There are a lot of pop and rock songs about cars but few make them as blatantly sexual as this. Written by drummer Roger Taylor, it’s hysterically over the top but there’s something gloriously ecstatic about it that I’ve always loved. With its lines about “pistons a pumpin'” and “my hand on your grease gun” it’s almost, um, Ballardian in its erotic fetishization of cars.
I first heard this when it was the b-side of “Bohemian Rhapsody” and kids at school would sing “I’m In Love With My Bike” to it. We knew all the girls loved a nice Chopper.
Sad to hear about the death of Sylvia Anderson. The obits focused on her being the voice of Lady Penelope in Thunderbirds but the greatest thing she did for me was design the costumes in the Anderson’s live-action series UFO.

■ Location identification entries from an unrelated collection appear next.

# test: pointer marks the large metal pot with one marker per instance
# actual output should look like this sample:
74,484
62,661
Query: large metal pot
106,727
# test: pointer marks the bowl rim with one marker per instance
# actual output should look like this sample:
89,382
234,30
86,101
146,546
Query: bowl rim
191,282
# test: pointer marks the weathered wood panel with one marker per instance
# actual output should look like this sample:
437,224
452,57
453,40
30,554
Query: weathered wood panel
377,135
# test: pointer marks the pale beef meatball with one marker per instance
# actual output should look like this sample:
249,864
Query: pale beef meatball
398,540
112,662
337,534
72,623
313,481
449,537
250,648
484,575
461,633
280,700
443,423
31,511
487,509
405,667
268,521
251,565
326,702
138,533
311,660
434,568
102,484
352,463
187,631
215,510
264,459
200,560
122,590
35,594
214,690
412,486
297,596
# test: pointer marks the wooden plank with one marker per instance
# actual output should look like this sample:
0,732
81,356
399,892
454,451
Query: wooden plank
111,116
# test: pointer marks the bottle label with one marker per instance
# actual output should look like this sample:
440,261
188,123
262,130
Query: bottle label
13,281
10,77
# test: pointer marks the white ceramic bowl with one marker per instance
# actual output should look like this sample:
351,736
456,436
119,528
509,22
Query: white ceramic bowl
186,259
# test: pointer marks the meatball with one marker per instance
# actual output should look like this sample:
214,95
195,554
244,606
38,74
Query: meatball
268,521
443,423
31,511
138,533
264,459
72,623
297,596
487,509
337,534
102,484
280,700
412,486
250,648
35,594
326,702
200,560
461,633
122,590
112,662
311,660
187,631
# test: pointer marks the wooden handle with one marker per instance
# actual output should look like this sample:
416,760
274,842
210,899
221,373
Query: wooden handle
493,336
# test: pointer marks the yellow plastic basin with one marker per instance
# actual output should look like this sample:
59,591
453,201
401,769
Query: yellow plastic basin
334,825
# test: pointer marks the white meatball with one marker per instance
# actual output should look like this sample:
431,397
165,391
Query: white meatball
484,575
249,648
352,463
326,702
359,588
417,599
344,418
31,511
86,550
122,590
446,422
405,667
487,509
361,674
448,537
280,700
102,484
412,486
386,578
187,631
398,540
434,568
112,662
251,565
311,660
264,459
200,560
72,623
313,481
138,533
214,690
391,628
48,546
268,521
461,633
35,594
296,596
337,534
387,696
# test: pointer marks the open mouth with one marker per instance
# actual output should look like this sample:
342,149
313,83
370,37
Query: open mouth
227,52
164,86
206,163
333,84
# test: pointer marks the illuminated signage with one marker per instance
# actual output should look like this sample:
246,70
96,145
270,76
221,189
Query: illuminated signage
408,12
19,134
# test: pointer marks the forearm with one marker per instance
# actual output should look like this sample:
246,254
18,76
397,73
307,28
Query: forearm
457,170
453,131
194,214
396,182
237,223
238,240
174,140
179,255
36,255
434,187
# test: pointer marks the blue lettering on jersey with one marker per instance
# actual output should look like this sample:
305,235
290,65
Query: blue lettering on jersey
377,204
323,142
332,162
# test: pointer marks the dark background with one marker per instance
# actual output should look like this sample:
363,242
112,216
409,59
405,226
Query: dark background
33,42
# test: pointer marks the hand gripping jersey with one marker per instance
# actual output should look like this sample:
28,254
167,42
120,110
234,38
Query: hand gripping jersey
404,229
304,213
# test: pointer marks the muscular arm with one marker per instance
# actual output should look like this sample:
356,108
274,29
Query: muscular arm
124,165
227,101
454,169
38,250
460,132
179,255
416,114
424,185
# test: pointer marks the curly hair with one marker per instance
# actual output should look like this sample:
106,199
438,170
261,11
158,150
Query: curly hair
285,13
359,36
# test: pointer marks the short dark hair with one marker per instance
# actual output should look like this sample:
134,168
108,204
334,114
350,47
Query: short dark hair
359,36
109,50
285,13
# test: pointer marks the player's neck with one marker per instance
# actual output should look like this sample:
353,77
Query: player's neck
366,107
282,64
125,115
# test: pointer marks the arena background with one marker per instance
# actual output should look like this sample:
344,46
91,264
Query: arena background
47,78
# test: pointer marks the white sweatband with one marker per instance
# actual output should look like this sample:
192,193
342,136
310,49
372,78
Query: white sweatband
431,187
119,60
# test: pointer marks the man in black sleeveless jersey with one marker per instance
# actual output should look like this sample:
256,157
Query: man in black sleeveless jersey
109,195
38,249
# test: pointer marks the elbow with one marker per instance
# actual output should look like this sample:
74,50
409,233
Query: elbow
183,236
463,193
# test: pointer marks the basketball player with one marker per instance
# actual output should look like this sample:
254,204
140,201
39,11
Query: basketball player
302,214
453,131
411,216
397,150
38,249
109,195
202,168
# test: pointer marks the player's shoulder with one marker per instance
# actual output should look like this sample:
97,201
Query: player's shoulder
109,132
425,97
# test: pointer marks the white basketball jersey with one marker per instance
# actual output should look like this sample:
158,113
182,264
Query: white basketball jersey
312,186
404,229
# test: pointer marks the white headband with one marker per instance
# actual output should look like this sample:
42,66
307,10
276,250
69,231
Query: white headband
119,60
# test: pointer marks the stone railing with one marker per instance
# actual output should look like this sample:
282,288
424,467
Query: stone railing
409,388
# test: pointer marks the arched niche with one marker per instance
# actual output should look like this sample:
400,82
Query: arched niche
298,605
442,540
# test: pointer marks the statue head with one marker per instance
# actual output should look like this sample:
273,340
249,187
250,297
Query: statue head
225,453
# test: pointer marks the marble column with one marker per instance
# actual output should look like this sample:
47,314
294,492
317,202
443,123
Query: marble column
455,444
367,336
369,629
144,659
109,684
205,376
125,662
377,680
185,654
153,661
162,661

Though the styles were often silly and a hysterically groovy 1960s idea of fashion in the far-flung future of the 1980s, she has my undying gratitude for putting the girls on Moonbase in those silver catsuits and miniskirts, especially Gabrielle Drake. My childhood wouldn’t have been the same without that.
I like to think the girls of Moonbase would have been listening to this 1985 hit when they were relaxing between UFO attacks. It’s a tad cheesy but I love it.
I’m not entirely sure who was the very first woman I saw on TV as a boy that made my dormant hormones go Boing! and realize that girls were actually rather interesting creatures. Previously I’ve identified that first crush as possibly being Raquel Welch, or even Bobbie Gentry, but it could very well have been Yvonne Craig as Batgirl.
The Batman TV show was already catnip to a young boy anyway with its bright cartoon sensibility and KAPOW! fight scenes, then they threw this cute girl in a skintight purple outfit into the mix (they already had Julie Newmar as Catwoman, add her to the list too) and I thought it was about the greatest thing on television.
40+ years later and I have a daughter who loves watching the same show to see Batgirl beating up bad guys. Anyone with a daughter can tell you the power of strong female role models to fight against the malevolent evil that is Barbie and Disney princesses, so I’m very grateful to her Batgirl for several reasons. Craig died yesterday at the age of 78, she’ll be fondly remembered.
One of the many reasons why it was so great being a boy in the 1970s: 20-foot high billboards of Caroline Munro in a wet suit plastered everywhere.
Mott the Hoople are rightly famous for being one of the best rocking bands of their era, but they also did some lovely ballads like this one. I actually think Ian Hunter’s voice is more suited to slow, melancholy songs.
You don’t need me to tell you that Merry Clayton was the wailing backing voice on The Stones’ “Gimme Shelter” or that her own version of the song is fabulously funky. “Good Girls” was the b-side of that and is also on her 1970 debut album.